The tests, conducted since 2009 and mandated by the Dodd-Frank Act since 2011, attempt to determine just how safe financial institutions with more than $50 billion in US-based assets are.
The Fed runs a hypothetical test of a recession and severe recession. The severe recession is unique to every year.
“The ‘severely adverse’ scenario features a severe global recession with the domestic unemployment rate rising five percentage points, accompanied by a heightened period of financial stress, and negative yields for short-term U.S. Treasury securities,” said the Fed in its release.
In this scenario, the Fed said that the 33 institutions would lose $385 billion on loans that they have outstanding.
Additionally, the Fed looks at the ratio of capital that the institutions hold against their risky assets, called the Tier 1 common-capital ratio. The lower the ratio, the more worrisome the institutions’ financial situation. The institutions’ ratio stands at 12.3% as of the fourth quarter of 2015. Under the severe-recession scenario, it would be 8.4%. This ratio was just 5.5% at the start of 2009.
In 2015, the Tier 1 ratio stood at 11.9% at the time of the stress test and was estimated to fall to 8.2% in the severe-recession scenario.

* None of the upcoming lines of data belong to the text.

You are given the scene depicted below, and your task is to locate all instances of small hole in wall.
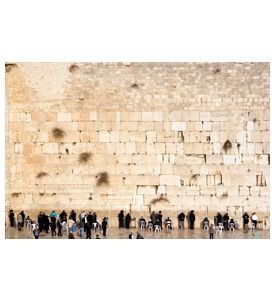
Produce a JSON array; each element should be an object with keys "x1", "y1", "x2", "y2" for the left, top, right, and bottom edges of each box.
[
  {"x1": 39, "y1": 193, "x2": 44, "y2": 196},
  {"x1": 213, "y1": 68, "x2": 221, "y2": 74},
  {"x1": 51, "y1": 193, "x2": 56, "y2": 196},
  {"x1": 207, "y1": 136, "x2": 211, "y2": 142},
  {"x1": 11, "y1": 192, "x2": 21, "y2": 197},
  {"x1": 95, "y1": 172, "x2": 110, "y2": 186},
  {"x1": 65, "y1": 149, "x2": 69, "y2": 154}
]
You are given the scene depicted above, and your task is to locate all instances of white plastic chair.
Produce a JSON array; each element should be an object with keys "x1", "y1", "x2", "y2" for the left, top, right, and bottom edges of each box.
[
  {"x1": 166, "y1": 223, "x2": 172, "y2": 232},
  {"x1": 148, "y1": 223, "x2": 153, "y2": 231},
  {"x1": 140, "y1": 221, "x2": 145, "y2": 231},
  {"x1": 251, "y1": 223, "x2": 256, "y2": 232},
  {"x1": 229, "y1": 224, "x2": 235, "y2": 232},
  {"x1": 92, "y1": 223, "x2": 99, "y2": 231},
  {"x1": 203, "y1": 224, "x2": 209, "y2": 230},
  {"x1": 154, "y1": 225, "x2": 161, "y2": 233}
]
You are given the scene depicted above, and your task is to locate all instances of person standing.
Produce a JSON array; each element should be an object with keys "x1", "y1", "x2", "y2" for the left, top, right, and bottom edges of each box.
[
  {"x1": 125, "y1": 213, "x2": 131, "y2": 229},
  {"x1": 50, "y1": 219, "x2": 57, "y2": 236},
  {"x1": 177, "y1": 212, "x2": 185, "y2": 229},
  {"x1": 102, "y1": 217, "x2": 108, "y2": 237},
  {"x1": 17, "y1": 213, "x2": 23, "y2": 231},
  {"x1": 69, "y1": 210, "x2": 76, "y2": 222},
  {"x1": 20, "y1": 211, "x2": 25, "y2": 227},
  {"x1": 118, "y1": 210, "x2": 124, "y2": 228},
  {"x1": 251, "y1": 212, "x2": 258, "y2": 230},
  {"x1": 223, "y1": 213, "x2": 229, "y2": 230},
  {"x1": 86, "y1": 224, "x2": 92, "y2": 239},
  {"x1": 37, "y1": 212, "x2": 44, "y2": 232},
  {"x1": 209, "y1": 224, "x2": 215, "y2": 239},
  {"x1": 31, "y1": 222, "x2": 40, "y2": 239},
  {"x1": 9, "y1": 210, "x2": 15, "y2": 227},
  {"x1": 189, "y1": 210, "x2": 195, "y2": 229},
  {"x1": 242, "y1": 212, "x2": 250, "y2": 233},
  {"x1": 150, "y1": 211, "x2": 156, "y2": 224},
  {"x1": 57, "y1": 220, "x2": 62, "y2": 236},
  {"x1": 158, "y1": 211, "x2": 163, "y2": 229},
  {"x1": 44, "y1": 214, "x2": 50, "y2": 233}
]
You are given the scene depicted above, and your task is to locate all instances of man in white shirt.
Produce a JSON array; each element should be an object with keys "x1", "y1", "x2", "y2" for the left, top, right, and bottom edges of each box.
[{"x1": 251, "y1": 212, "x2": 258, "y2": 229}]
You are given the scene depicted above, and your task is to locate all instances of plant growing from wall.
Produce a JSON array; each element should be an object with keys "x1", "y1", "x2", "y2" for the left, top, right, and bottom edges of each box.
[
  {"x1": 5, "y1": 63, "x2": 18, "y2": 72},
  {"x1": 131, "y1": 83, "x2": 139, "y2": 89},
  {"x1": 36, "y1": 172, "x2": 49, "y2": 179},
  {"x1": 69, "y1": 64, "x2": 78, "y2": 72},
  {"x1": 52, "y1": 127, "x2": 66, "y2": 140},
  {"x1": 95, "y1": 172, "x2": 110, "y2": 186},
  {"x1": 150, "y1": 194, "x2": 169, "y2": 205},
  {"x1": 11, "y1": 192, "x2": 21, "y2": 197},
  {"x1": 223, "y1": 140, "x2": 232, "y2": 153},
  {"x1": 78, "y1": 152, "x2": 92, "y2": 164}
]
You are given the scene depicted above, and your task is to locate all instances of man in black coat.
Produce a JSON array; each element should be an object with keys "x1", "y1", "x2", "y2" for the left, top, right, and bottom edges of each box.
[
  {"x1": 87, "y1": 212, "x2": 93, "y2": 228},
  {"x1": 125, "y1": 213, "x2": 131, "y2": 229},
  {"x1": 223, "y1": 213, "x2": 229, "y2": 230},
  {"x1": 189, "y1": 210, "x2": 195, "y2": 229},
  {"x1": 20, "y1": 211, "x2": 25, "y2": 227},
  {"x1": 102, "y1": 218, "x2": 108, "y2": 236},
  {"x1": 37, "y1": 212, "x2": 44, "y2": 232},
  {"x1": 242, "y1": 212, "x2": 250, "y2": 233},
  {"x1": 158, "y1": 211, "x2": 163, "y2": 229},
  {"x1": 9, "y1": 210, "x2": 15, "y2": 227},
  {"x1": 118, "y1": 210, "x2": 124, "y2": 228},
  {"x1": 177, "y1": 212, "x2": 185, "y2": 229},
  {"x1": 69, "y1": 210, "x2": 76, "y2": 222}
]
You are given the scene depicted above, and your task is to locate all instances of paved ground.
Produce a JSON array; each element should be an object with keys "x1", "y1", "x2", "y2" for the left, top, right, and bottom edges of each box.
[{"x1": 5, "y1": 225, "x2": 270, "y2": 239}]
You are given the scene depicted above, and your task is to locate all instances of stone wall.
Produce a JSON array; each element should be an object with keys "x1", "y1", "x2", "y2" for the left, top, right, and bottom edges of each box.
[{"x1": 5, "y1": 62, "x2": 270, "y2": 227}]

For reference, anything above 6% is considered “well-capitalized,” between 4% and 6% is “adequately capitalized,” under 4% is undercapitalized, and under 3% and 2% are considered significantly and critically undercapitalized, respectively. Those firms with undercapitalized rankings or below are not allowed to return cash to shareholders through dividends or buybacks.
“Today’s DFAST results show that capital levels in the industry are high enough to withstand even a very severe scenario of negative interest rates,” said Anna Krayn, senior director at Moody’s Analytics, in reaction to the release.